After the Creel Fleet by Niall Campbell
Niall Campbell, on the other hand, is fully fledged and soaring away. There are some fine strong lyrical poems in this collection, dealing with his birth-place on South Uist, his marriage,the passing of time and his recent stay in France on a Robert Louis Stevenson fellowship. This very visual poetry is full of colours and conrasts, thirst and water, flood and drought, light and dark, silence and comprehension, love and death.
seeing with one eye the sack-
grain spilled on the roadway dirt,
and with the other, the scattered stars.
their chance positioning in the dark.

These pamphlets are carefull and beautifully produced with cream pages and covers, and lining inserts in rich and distinctively coloured paper. They do due credit to three very high quality collections.

Sunday, 25 March 2012

This Week in the Territory of Rain - Equinox

Winter is over and summer is come
and the sound of the lawn-mower is heard in the land.

I caught a glimpse of a blackbird hen trying to get about three feet of grass stem into the hedge this week. I am fairly certain there is a dunnock nesting there, as well as a colony of sparrows, and a robin is using the birch and the rowan as song-posts, so the nesting season is under way.

Plants in the woodland garden are bulking up nicely, and the first honesty is in bloom. Flowers are a big deal just now, as the bumblebees have been emerging from hibernation. The crucuses were all early, but the daffodils are late, or coming up blind, so I will have to think of some more early flowers to increase the pollen supplies.

The garden has been quite noisy, as, along with the birds and the bees, the frogs have been at it too. There's quite a lot of frogspawn this year, so I hope there will be no sharp frosts.

The last two days have been grey, fairly cool, and misty. As we came home from our daughter last night the mist was condensing on the tree branches and dripping like rain. Shrubs like honeysuckle, tutsan and fruit bushes are in their first leaf, and the early trees are just at bud burst.

Tuesday, 20 March 2012


On Sunday we were at the Dungavel Solidarity Gathering for Mothers' Day. It was cold. It is always cold there. There were more protesters than policemen this time, including two MSPs from the Scottish Nationalist Party. They can't close it down, much as they'd like to; they can't even get answers to their questions, because the whole thing is reserved to Westminster, and Westminster won't say anything.

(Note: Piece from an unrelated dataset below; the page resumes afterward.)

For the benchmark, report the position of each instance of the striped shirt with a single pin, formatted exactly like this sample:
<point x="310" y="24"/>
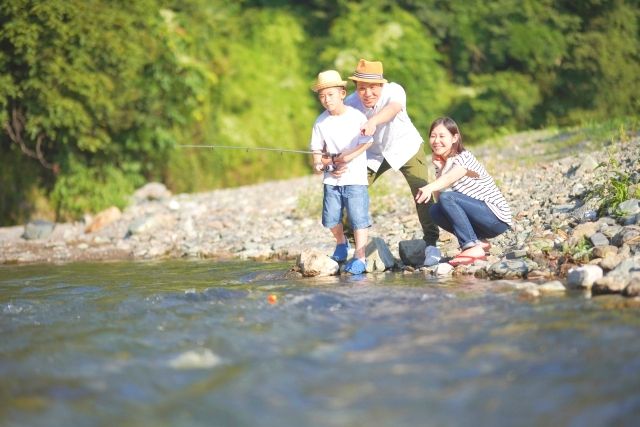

So here I am, reading Visit Scotland outside the gate. I read Theresa Munoz's poem Settlement as well. This poem describes the process of getting permanent residency status, and though Theresa was successful, it completely evokes the soulless process of exposing your lives to strangers who will pronounce judgement on whether you can stay or not.

I guess we will be back again on the nearest Sunday to St Andrew's day, and next time I promise to have learned the words to Hamish Henderson's Freedom Comeallye so the Eurydice Choir don't have to do it all on their own.

Monday, 19 March 2012

Poetry and Fish Suppers

Poetry festivals and fish suppers go together in my mind. At Callander there is the wonderful Oran Mhor, and at StAnza there is the Tail End, where the queue winds around the shop and out the door, and the chips are crisp and the fish white and pearlescent inside its perfectly cooked batter. Stalking about St Andrews eating a fish supper, even in the dark and the rain, is the perfect way to get your breath back between events and checking out the bookshops.

I looked in both Waterstones and Innes Books on Friday, noting the inviting heaps of books by all the poets taking part in the Festival, sampling and choosing a short-list to buy on Saturday morning. Imagine my horror, to return and find great gaps in the display, and, with two days to go, half the books on my short list sold out! Actually I am secretly delighted about this. If poetry is selling out at festivals there can't be too much wrong with the world! I did buy Rachel Boast's Sidereal and the last copy of Kerry Hardies Selected Poems - what a discovery that turned out to be! - and hit up the Poet's Market for the Red Squirrel Split Screen anthology and the new Happenstance pamphlets. These will have to have a post to themselves later in the week, otherwise they will get lost in the shuffle.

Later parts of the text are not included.